REDEEMED sinner, prostitute, wife of Jesus? Mary Magdalene's image has gone through myriad incarnations, and this Lent she's drawing new attention thanks to the upcoming movie The Da Vinci Code, a slew of books and internet arguments.

But those looking for a salacious side to the biblical figure will be disappointed: Serious religious scholars agree characterisations that stray from faithful disciple and witness to the Resurrection are bogus. Despite stage and screen portrayals, they say, the sinful Mary is a matter of mistaken identity.

The chief culprit was Pope Gregory the Great, who preached a sermon in 591 AD calling Mary a notorious prostitute who repented after encountering Jesus Christ.

The Da Vinci yarn says Christians conspired to conceal the Jesus-Mary marriage and the royal French bloodline their offspring established. But there's no evidence Jesus ever married Mary.

Mary supposedly travelled to France, but the claim is suspect; the first mention of her relics located there dates from the year 745.

The best source of material on Mary is a first century account, the New Testament itself. There she stands out as Jesus' most important female disciple. Mary is named first among the witnesses to Jesus' Crucifixion, entombment and empty tomb. The less valiant male apostles deserted Jesus at the cross and refused at first to believe the women's ''idle tale'' about the empty tomb.

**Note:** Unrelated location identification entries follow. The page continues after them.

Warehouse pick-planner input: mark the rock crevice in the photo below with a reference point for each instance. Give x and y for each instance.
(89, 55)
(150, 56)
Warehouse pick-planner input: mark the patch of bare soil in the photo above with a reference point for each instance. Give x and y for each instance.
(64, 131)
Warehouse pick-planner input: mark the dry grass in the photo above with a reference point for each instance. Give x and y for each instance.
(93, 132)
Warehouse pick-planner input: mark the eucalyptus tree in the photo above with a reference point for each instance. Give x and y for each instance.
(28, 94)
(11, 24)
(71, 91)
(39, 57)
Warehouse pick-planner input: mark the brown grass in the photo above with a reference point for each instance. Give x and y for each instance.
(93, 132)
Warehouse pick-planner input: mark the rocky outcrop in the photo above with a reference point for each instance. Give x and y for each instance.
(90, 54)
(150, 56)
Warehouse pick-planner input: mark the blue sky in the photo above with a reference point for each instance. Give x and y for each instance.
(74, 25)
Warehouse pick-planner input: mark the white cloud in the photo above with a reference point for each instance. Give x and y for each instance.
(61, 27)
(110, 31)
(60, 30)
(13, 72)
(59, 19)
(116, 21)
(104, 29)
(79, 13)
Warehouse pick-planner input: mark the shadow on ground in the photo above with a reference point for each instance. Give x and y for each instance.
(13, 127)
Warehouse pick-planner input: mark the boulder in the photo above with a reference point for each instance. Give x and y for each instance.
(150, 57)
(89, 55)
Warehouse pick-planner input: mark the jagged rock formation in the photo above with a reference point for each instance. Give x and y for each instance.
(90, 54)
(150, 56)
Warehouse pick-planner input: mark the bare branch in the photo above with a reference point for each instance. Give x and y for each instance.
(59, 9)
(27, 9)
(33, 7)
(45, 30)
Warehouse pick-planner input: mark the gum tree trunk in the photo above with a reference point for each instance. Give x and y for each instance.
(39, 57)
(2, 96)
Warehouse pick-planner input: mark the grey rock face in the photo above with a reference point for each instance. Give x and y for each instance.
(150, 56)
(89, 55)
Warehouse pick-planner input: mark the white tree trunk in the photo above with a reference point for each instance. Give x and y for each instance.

For Christians across the centuries, ''she is the faithful disciple, and consistently portrayed that way,'' says Harvard church historian Karen King.

A cottage industry has sprung up around Mary, boosted by The Da Vinci Code novel and the film scheduled for release in May.

All this buzz for a figure whom, prior to Golgotha, appears in the Gospels only in Luke 8 - as one of the women who travelled with Jesus and the apostles and ''provided for them out of their means.'' The phrase indicates Mary was wealthy, making prostitution unlikely.

Pope Gregory mistakenly identified Mary with an unnamed female ''sinner'' in the preceding passage who had a dramatic encounter with Jesus. If Mary had been that sinner, Bible experts surmise, she'd have been named there first - instead of in Luke 8.